Wow, it’s been a while since I’ve felt the need to defend Randy Foye’s honor. While I will admit that the Clippers apparent attempt to reconstruct the 2008 Timberwolves roster (along with Foye and Gomes, Craig Smith and Bassy Telfair have all been Clips in the past year) is pretty amusing, as Arnovitz points out, this Sterling quote is pure, ignorant poison.
- In other news, Kevin Love has some soothing words for Wolves fans in a recent interview with Jorge Sierra of Hoopshype (via SG at CanisHoopus):
How would you rate the job GM David Kahn has done so far with the Timberwolves?
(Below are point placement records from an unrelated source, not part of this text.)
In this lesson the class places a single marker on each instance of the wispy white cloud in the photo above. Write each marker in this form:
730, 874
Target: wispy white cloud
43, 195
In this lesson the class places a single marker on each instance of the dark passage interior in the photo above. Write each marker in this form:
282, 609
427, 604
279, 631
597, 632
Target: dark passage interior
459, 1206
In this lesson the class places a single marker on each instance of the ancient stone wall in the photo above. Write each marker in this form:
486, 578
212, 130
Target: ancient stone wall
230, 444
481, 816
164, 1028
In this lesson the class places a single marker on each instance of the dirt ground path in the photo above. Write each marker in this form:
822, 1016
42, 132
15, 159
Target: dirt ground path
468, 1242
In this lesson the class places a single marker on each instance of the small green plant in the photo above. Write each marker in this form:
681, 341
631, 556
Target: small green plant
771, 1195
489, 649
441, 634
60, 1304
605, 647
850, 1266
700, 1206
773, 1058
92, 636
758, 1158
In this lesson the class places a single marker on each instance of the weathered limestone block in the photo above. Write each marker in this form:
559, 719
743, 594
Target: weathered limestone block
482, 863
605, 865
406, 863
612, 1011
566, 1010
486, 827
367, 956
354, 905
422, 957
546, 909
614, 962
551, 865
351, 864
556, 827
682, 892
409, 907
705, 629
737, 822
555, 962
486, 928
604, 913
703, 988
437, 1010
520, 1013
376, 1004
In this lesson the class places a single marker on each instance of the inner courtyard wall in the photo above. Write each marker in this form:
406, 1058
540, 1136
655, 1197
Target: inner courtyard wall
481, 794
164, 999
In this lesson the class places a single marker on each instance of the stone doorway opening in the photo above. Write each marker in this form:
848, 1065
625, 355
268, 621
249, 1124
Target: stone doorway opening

KL: I was hoping Ricky Rubio comes over and play… We definitely upgraded our team this summer. We re-signed Darko Milicic, we got Michael Beasley, we got a bunch of other players like Luke Ridnour, Sebastian Telfair… So we’re definitely looking better. Last year was a very tough one. As far as the job that he did, I’m looking forward to seeing what happens the next couple of years with our team.
Would you like to become a free agent or would you rather sign an extension and get that out of the way?
KL: I’d love to sign an extension and kind of get that out of the way. I’m very comfortable in Minnesota, I like the style that Kurt Rambis has and the coaching staff as well. I want to keep getting better and better and signing an extension would be a little more sweet rather than bitter sweet.
- Then there’s this rather amazing tidbit from Pete Thamel at the NY Times on Wolves’ Assistant GM Tony Ronzone:
Few know this better than Tony Ronzone, the director of international player personnel for the United States team. His years of circling the globe as an N.B.A. scout and a coach in New Zealand, Saudi Arabia, the United Arab Emirates and China earned him a spot on the staff. Ronzone, also an assistant general manager for the Minnesota Timberwolves, will prepare the American players for the personnel on the court and the atmosphere off it. In Europe, Ronzone said, lighters and loose change are commonly confiscated at the gate because fans have been known to heat coins before throwing them.
They heat the coins!
- Finally, this is not Wolves-related but I command you to read this SI piece on Hubie Brown (thanks again to Kevin Arnovitz at Truehoop) from 1983, in which Hubie expands on the need to “make [your players] cry for mercy,” his own desire for “complete control” of his team, and the fact that “Bill Russell is a terrible human being.” Paranoia, homophobia and undiluted rage abound. Maybe I’m revealing my age here, but I had no idea that Hubie was such a reactionary maniac in his younger days. How did he turn into such a nice old granddad?